Going Long Hungarian Bonds? You Betcha

Business Monitor’s Emerging Europe team has been cautious regional financial markets over the past several weeks, holding a neutral position across asset classes in the company’s in-house market portfolio since June 12. The long equity positions the team had held through the end of March to early June continue to look shaky amid technical signs of consolidation or further sideways trading. With the equity market looking less convincing, the team has sought out opportunities in the fixed income market, where local debt securities, especially in central Europe (Hungary, Czech, Poland) have suddenly made major gains. As a result, the CEE team has jumped back into the market, initiating a long Hungarian 3-year treasury bond view when the yield was at 9.51%. Since then, the yield has fallen 26bps to 9.25%.

Hungary 3-year treasury bond, yield (%)

Hungary 3-year treasury bond, yield (%)

From a fundamental perspective, this call sounds counterintuitive. BMI has long cautioned that Hungary would be a regional underperformer while simultaneously stressing that expansionary fiscal policy would make government fixed income a particularly uninspiring investment. After all wasn’t it in Hungary that a government bond auction failed in Q408 sparking the financial crisis there?

To be sure, I’ll admit that the call didn’t seem to gel with some of the core macroeconomic views that had been presented for some time by the team, but the justifications for short-term gains are compelling. First, the technicals simply cannot be ignored. The 3-year treasury (and its 5-year counterpart) have smashed through 18-month trendline resistance at the end of June, pushing back into the single digits for the first time since December.

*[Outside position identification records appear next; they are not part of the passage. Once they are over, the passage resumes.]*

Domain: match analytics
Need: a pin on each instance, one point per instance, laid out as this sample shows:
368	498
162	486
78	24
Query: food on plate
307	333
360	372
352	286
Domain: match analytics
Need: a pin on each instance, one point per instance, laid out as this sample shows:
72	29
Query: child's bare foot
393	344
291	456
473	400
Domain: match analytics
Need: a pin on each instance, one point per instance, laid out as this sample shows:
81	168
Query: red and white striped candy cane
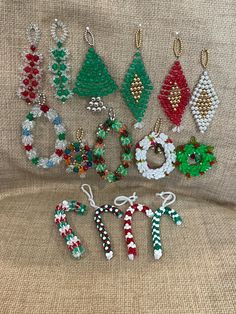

Second, the stabilisation of the financial markets globally over the past three months has significantly altered the short-term risk profile for Hungarian local debt. Namely, we have seen a marked stabilisation in the Hungarian forint which will be crucial for opening rate cuts by the National Bank of Hungary (NBH). Having to defend the currency after the October financial crisis has meant that Hungary is the only major economy in CEE to have not engaged in sharp monetary easing H109. Since the beginning of the year, Hungary has only cut by 25bps to bring its base rate to 9.50%, whereas Turkey has cut by 625bps (to 8.75%) and Poland by 75bps (to 3.75%). With the forint having appreciated by 15.5% since its record low in 2008, there are now increasingly dovish signals from the Hungarian monetary council, especially as aggregate demand remains in a sharp contractionary phase.

To be sure, the opportunity in Hungarian fixed income reflects the greater potential in the market as investors price out the crisis risks they had originally priced in during the fourth quarter. Of course, big caveats remain and I do not intend on ignoring the core macroeconomic view for the country, which remains very weak. Fiscal concerns remain prominent and ultimately, I cannot see the NBH being able to cut aggressively as risks of another forint sell-off continue into 2010. While I see solid scope for yield compression towards 8.0%, I don’t see a break lower than that.